When Celebrity Ideologues Break Your Heart
LatestNo matter what your feelings were about Scott Baio before last week, the revelation that he and his wife are nasty right-leaning name callers who look down on “lesbian shitasses” was a bit of a heartbreak for 80s nostalgia.
As much as the Baios’ outbursts were about the individuals themselves, for many observers the incident also prompted a sort of ruination of those vehicles on which Baio rose to stardom. Knowing what we do now about Baio, could we ever again watch — or even think about — Charles in Charge in the same way? It’d be difficult. But it’s not as if Baio is the first entertainer whose off-screen identity, with the progress of time, comes to destroy our memories of past on-screen glories. It’s a destruction that, in some ways, is more painful than an aging child star’s drug-fueled descent down the hole of fuck-uppery; this is nostalgia’s death by ideology. Because nothing hurts quite like finding your youthful celebrity crush grew up to be unpleasant. And it’s happened, time and time again, to old-school crushes of every ilk. Herewith, a sampling of some of the men (and women) who retroactively broke young liberal hearts.

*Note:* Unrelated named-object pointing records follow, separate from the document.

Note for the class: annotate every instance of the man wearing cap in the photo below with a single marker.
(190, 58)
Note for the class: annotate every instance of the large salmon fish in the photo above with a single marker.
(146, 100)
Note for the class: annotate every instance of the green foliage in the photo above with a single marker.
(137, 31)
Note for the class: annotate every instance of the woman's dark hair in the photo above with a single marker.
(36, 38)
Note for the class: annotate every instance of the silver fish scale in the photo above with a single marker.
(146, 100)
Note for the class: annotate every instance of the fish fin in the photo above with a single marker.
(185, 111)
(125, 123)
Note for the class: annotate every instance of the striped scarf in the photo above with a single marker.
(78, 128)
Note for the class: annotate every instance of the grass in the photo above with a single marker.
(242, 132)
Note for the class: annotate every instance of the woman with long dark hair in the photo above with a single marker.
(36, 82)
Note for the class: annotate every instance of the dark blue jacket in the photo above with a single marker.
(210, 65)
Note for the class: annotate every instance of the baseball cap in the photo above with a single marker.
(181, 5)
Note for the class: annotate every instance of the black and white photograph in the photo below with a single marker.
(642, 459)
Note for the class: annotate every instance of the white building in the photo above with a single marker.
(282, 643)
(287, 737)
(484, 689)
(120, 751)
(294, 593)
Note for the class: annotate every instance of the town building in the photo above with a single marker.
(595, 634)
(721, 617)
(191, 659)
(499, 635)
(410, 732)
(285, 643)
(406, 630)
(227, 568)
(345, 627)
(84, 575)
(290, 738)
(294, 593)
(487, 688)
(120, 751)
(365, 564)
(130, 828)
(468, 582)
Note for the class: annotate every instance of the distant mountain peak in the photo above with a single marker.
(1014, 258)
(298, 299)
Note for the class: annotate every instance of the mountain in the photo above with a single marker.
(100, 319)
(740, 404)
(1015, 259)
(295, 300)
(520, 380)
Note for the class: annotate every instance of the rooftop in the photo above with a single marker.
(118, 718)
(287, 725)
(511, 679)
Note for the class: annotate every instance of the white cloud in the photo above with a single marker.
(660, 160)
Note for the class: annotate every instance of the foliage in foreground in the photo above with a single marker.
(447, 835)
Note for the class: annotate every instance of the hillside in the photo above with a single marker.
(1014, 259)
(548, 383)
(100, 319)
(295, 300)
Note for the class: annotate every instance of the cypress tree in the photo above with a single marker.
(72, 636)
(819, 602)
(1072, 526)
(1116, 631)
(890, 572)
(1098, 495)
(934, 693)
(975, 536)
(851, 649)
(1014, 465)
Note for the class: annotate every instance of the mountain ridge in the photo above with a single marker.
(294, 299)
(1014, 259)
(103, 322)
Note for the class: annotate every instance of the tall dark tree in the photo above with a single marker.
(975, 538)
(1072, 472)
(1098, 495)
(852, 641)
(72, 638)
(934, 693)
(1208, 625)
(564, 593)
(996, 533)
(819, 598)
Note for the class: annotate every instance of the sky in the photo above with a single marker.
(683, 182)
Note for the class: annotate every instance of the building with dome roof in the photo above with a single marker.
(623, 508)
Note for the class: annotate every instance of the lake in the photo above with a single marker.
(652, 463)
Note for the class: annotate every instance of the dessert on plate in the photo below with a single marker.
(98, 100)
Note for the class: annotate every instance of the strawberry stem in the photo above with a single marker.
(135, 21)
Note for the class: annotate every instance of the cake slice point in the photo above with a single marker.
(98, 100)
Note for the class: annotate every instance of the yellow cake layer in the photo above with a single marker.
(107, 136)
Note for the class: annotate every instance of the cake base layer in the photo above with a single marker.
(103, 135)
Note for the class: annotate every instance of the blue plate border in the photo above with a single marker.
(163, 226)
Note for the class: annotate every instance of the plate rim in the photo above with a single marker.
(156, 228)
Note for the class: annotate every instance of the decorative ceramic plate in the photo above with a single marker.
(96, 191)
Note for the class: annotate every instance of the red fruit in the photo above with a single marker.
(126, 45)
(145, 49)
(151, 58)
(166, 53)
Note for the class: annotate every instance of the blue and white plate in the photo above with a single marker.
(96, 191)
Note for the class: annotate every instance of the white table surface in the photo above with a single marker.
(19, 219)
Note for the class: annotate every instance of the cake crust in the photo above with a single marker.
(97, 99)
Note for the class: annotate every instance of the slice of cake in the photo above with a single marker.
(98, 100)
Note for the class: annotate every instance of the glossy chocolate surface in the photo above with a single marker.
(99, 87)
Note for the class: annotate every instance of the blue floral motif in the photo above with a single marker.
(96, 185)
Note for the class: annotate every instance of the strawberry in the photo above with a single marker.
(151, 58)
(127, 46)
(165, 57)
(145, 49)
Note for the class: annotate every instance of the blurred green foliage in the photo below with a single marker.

I can still sing every word of the Growing Pains theme song, and that has everything to do with Mike Seaver. He was so cute! So cool! So hijink-y! But then, years later, I saw Kirk Cameron starring in that really crazy Left Behind movie, and I realized that he was into a totally different sort of rapture than what I’d been thinking of. Though, to be fair, I’d been questioning my feelings ever since the episode where Mike wrote the answers to his exam on the bottom of his shoe — I have issues with cheaters.
Ricky Schroeder
He was an adorable, weepy little thing in The Champ. He was a perfect teen idol on Silver Spoons. Now he’s a Republican. Which, okay, fine, but he supported George W. Bush in 2000 (he spoke at the RNC) and 2004, plus McCain in 2008. And he’s a convert to The Church of Jesus Christ of Latter-day Saints. Not that there’s anything wrong with that, it’s just not my thing. And these sort of childhood crushes are predicated on the fact that you have everything in common with your dream boy, right down to your matching Lisa Frank Trapper Keepers.
Mel Gibson
Where to begin with this? Hot in Gallipoli, iconic in Mad Max and Lethal Weapon, a little scary behind the camera in The Passion, and a batshit anti-Semite when pulled over for drunk driving. After that, sobbing during Braveheart was never quite the same.